The drivers of the violence are complex, members of Congress and State Department officials said on Thursday.

Fulanis are nomadic herdsmen who populate the broader region of the Sahel, some have been driven south into the Middle Belt by desertification caused by climate change, commission co-chair Rep. Chris Smith (R-N.J.) said on Thursday, and he noted there are also counter-reprisals committed against Fulanis.

Nevertheless, “[t]he largest, dominant driver of conflict in the Middle Belt region is committed by Fulani extremists, who appear driven in large part by ethno-religious chauvinism, against mostly Christian farmers – though I do note that elsewhere Shia Muslims are also victims, and that intra-Sunni conflicts also exist within the Muslim community as well,” Smith said.

Many of the reported attacks on villages are “massacres,” Smith said, as civilians are targeted for killings, injuries, and rape.

In 2017, Catholic bishops reported an increasing number and intensity of attacks by Fulanis, who were employing sophisticated weaponry not before seen in previous herder-farmer clashes.

Some bishops have emphasized the ethno-religious nature of the attacks, claiming that the largely-Muslim Fulani militants specifically target Christian villages and churches.

However, one Nigerian priest involved in conflict management recently told Aid to the Church in Need that the violence “is more of a resource conflict than a religious one,” as the nomadic herdsmen are in search of water and grazing land because of desertification.

U.S. religious freedom ambassador Sam Brownback said on Thursday that violence “often plays out along faith lines” even if the conflicts were not religious in origin.

Non-governmental organizations have warned of “increasingly religious undertones” to the conflict in the last year, he said, with reports of religious sites burned and forced conversions of some kidnapping victims.

Bishop Avenya charged the Nigerian government for failing to protect Christians in the Middle Belt.

“How can one explain a scenario where as many as a hundred innocent and defenceless villagers are killed in one single attack and no one says anything about it?” he asked.

“It appears that the system has not only permitted but is also aiding the enthronement of supremacist views of one religious group against the others,” he said.

Destro said that religious and political leaders and aid groups have emphasized the lack of security in the country.

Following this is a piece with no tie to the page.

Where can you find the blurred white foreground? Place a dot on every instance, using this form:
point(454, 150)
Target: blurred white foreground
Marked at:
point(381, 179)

“If a community calls the Nigerian equivalent of 911, nobody answers. There is no effective police protection,” he said. Local communities do not have the resources to protect themselves and prosecute the perpetrators of violence.

Destro noted that “the Nigerians themselves are beside themselves” over the violence, and that “[t]here is some denial that there’s religious violence, but I did not find that to be the case in most instances.”

The hearing came after two more attacks on civilians were reported in international media this week. On Dec. 15, the Islamist terror group Boko Haram admitted culpability for the kidnapping of hundreds of schoolboys at a school in northwestern state of Katsina, and in the country’s southeast a Nigerian priest was kidnapped by four armed men on Monday, and later released on Wednesday.

Due to the ongoing violence against civilians in Nigeria, the State Department last week designated Nigeria a “country of particular concern (CPC)” for the first time ever—a listing reserved for the countries with the worst records on religious freedom, such as China, North Korea, and Saudi Arabia.

The CPC designation is “hopefully a true wakeup call” to the government, Smith said, noting that if there is no proper response to the designation, the U.S. should consider using sanctions.